Acting President of Vanuatu
- In office 12 January 1989 – 30 January 1989
- Prime Minister: Walter Lini
- Preceded by: Ati George Sokomanu
- Succeeded by: Frederick Karlomuana Timakata

Speaker of the Parliament
- In office December 1987 – June 1991
- Preceded by: Frederick Karlomuana Timakata
- Succeeded by: Tele Taun

Personal details
- Born: July 24, 1944 Aoba Island
- Died: 1998 Aoba Island
- Party: Vanua'aku Pati
- Other political affiliations: People's Democratic Party

= Onneyn Tahi =

Vanuatuan politician

Onneyn Morris Tahi (24 July 1944 – 1998) was a Vanuatuan politician.

== Biography ==
Tahi was born on 24 July 1944 in the small town of Losingoiburie on Aoba Island. Shortly thereafter, he moved to his father's village Lovuietu, where his father owned a shop, bakery, and copra processing shed. He attended the Tavolala Village School, the Holy Trinity School, and the Aobabalu School.
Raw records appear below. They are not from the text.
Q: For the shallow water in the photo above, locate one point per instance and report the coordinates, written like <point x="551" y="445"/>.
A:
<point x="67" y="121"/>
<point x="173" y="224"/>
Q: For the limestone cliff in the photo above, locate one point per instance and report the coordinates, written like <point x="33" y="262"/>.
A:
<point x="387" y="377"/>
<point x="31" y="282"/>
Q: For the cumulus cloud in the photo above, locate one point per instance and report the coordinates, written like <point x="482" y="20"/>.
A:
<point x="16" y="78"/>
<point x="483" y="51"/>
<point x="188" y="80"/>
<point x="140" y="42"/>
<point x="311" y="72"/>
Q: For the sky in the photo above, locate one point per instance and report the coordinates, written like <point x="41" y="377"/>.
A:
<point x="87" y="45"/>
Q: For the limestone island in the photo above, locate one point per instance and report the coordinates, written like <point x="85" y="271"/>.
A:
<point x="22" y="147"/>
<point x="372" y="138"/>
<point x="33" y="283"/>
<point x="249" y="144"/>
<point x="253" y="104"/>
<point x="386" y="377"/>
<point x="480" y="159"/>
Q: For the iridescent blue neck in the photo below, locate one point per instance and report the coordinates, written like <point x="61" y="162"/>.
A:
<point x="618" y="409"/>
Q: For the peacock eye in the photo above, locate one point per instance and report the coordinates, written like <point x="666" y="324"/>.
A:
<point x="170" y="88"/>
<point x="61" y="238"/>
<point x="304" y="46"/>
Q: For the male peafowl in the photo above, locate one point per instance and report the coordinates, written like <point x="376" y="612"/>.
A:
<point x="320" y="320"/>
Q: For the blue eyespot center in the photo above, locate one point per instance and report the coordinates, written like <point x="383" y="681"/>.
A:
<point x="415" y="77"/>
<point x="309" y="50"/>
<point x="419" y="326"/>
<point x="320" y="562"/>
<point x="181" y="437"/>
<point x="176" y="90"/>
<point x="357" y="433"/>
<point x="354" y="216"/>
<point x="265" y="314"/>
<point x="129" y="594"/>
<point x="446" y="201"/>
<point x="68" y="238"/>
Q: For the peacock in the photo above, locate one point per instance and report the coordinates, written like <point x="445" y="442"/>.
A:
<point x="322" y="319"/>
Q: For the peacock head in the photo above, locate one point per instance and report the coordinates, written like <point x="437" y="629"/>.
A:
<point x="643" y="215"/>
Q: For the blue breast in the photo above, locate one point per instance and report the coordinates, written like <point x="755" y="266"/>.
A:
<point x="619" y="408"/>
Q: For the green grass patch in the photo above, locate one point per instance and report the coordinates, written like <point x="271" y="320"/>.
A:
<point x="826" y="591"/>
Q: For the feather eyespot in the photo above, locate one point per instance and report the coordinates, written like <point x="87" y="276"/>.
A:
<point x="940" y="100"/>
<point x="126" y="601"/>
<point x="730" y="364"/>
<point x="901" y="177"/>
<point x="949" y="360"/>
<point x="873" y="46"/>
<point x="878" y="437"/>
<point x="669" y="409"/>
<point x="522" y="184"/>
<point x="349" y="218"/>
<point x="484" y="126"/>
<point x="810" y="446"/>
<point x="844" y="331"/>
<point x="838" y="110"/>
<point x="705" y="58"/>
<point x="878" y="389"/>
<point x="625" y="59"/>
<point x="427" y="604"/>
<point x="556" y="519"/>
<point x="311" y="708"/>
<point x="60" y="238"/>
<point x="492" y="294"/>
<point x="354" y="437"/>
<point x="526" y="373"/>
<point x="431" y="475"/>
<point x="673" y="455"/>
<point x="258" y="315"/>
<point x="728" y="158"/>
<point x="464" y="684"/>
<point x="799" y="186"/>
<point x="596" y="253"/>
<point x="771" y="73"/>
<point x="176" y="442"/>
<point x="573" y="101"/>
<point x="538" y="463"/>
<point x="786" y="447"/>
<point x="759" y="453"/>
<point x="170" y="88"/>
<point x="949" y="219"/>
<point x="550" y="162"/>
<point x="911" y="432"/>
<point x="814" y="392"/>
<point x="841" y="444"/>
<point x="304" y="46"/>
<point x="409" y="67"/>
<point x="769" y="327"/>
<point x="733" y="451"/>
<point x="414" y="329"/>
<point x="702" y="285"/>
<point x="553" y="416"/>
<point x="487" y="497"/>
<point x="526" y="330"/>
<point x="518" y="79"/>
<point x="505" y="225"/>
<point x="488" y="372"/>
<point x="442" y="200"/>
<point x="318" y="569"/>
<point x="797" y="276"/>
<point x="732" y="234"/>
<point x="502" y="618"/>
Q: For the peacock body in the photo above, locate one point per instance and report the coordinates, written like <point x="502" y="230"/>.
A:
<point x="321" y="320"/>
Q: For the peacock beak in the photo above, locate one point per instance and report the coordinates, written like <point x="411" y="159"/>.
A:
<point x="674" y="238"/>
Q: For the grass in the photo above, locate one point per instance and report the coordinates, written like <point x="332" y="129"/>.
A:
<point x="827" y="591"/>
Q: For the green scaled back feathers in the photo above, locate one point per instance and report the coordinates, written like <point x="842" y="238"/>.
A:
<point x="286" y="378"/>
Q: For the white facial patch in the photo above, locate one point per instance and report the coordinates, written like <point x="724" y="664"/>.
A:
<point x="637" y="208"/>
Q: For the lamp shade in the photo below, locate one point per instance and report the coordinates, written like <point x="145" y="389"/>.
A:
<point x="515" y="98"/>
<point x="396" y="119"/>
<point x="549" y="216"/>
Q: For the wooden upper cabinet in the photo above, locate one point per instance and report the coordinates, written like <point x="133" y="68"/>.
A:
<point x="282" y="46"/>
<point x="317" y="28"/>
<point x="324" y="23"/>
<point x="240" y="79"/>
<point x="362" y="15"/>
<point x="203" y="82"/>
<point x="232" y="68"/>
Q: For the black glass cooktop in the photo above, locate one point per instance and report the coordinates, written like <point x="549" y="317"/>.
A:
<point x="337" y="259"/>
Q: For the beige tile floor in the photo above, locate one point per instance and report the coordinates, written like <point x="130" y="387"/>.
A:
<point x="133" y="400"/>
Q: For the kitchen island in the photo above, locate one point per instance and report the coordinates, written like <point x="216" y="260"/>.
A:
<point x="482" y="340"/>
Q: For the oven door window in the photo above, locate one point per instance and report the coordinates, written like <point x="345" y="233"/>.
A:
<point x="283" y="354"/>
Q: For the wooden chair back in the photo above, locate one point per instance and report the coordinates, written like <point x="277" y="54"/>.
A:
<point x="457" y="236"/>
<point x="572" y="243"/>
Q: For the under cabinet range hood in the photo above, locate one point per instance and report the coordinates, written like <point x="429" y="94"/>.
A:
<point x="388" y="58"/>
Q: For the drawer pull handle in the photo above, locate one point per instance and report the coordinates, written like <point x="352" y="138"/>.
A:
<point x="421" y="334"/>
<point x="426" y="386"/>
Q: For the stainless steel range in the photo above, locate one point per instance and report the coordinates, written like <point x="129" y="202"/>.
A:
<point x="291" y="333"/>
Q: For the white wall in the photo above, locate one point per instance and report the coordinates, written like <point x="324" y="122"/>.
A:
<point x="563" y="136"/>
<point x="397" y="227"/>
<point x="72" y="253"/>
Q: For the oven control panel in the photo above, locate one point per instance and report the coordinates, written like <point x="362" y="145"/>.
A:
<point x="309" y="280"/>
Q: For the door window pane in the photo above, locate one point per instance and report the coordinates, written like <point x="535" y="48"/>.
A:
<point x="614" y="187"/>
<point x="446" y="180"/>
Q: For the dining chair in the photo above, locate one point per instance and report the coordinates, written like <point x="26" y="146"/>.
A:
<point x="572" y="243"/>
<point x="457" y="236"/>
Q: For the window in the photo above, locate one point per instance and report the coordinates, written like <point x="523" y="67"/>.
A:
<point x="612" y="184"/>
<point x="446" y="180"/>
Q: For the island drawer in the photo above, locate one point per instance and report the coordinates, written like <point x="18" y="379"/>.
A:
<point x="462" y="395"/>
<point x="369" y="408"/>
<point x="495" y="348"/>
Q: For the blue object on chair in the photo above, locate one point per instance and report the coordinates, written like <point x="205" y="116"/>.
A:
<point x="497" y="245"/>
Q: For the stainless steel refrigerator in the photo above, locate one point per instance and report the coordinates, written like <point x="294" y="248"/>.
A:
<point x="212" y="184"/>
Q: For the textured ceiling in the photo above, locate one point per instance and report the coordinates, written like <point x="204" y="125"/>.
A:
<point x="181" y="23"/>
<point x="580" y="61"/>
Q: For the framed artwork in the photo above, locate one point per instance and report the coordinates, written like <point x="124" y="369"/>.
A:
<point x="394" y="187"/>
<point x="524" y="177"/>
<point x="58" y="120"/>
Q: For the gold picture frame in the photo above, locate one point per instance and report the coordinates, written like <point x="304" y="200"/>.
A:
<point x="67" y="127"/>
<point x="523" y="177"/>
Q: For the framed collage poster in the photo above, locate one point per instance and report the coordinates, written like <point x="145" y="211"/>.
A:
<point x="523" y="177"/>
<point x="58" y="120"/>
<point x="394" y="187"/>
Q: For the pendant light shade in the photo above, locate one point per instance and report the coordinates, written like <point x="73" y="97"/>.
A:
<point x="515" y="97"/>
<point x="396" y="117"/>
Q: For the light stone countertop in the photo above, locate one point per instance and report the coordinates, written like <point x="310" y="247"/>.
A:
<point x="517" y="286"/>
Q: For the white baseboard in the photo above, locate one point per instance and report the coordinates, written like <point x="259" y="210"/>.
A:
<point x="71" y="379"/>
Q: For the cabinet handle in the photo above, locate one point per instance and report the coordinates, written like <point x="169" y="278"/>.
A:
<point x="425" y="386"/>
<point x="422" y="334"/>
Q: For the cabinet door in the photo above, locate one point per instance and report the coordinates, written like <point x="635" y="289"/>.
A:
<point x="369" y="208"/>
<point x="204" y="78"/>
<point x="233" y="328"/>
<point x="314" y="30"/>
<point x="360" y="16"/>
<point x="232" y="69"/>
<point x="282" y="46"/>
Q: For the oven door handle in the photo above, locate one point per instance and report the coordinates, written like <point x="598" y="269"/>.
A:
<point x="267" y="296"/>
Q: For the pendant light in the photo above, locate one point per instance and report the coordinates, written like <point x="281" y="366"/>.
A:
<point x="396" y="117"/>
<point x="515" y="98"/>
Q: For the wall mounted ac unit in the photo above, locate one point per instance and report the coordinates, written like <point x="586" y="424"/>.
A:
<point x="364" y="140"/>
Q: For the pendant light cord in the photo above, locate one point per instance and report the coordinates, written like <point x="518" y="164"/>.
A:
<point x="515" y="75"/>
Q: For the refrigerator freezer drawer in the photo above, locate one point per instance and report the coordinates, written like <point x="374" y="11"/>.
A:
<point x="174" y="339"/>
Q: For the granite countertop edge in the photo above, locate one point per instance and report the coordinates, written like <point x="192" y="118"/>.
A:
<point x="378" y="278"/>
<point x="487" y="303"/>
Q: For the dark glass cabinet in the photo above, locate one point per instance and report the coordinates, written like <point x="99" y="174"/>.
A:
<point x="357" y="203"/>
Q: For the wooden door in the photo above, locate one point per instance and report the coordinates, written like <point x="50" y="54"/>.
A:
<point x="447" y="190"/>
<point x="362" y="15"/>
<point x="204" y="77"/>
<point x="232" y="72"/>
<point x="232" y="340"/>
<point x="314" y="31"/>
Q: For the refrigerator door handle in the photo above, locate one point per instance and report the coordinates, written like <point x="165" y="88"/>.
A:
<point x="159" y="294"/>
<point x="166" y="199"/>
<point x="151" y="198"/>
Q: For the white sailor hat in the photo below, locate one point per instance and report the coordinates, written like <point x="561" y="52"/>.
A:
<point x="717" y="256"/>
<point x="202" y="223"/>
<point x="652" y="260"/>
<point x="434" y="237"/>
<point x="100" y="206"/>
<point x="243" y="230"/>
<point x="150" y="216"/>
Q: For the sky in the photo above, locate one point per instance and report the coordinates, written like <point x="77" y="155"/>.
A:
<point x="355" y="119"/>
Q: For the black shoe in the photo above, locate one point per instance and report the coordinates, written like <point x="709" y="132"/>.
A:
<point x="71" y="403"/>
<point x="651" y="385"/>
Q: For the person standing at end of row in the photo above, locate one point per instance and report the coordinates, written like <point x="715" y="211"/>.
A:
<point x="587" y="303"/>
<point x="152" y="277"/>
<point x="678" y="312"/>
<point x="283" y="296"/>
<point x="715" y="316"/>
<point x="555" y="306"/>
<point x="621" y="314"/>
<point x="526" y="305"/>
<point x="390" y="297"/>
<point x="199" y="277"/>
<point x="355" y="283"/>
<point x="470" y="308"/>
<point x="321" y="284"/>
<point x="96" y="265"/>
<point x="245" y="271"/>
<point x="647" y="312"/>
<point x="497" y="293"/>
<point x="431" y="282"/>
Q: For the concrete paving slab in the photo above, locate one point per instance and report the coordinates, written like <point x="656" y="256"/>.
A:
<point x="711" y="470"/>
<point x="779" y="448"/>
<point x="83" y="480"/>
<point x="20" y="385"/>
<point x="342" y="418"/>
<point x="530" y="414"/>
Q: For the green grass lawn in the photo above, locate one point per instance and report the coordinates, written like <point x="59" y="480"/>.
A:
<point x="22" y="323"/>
After some years in civil service, Tahi entered politics in 1979 when he ran for and won a seat on the Aoba Islands Subcommittee. He represented Ambae constituency in Parliament from 1980 to 1995. In 1993, he was given the ministerial portfolio of education and sports. Tahi was the speaker of the Parliament from 1987 to 1991. He briefly served as acting president of Vanuatu in January 1991 after Ati George Sokomanu was removed from Office by the Electoral College due to gross misconduct. Tahi was named Minister of Agriculture in 1991. He began to see some opposition due to a perceived failure to initiate projects in his constituency. He was Minister of Finance in 1992.

In 1994, he was one of the founding members of the People's Democratic Party. He returned to the Vanua'aku Pati in 1997. In the lead up to the 1998 parliamentary elections, Tahi was killed in a car crash.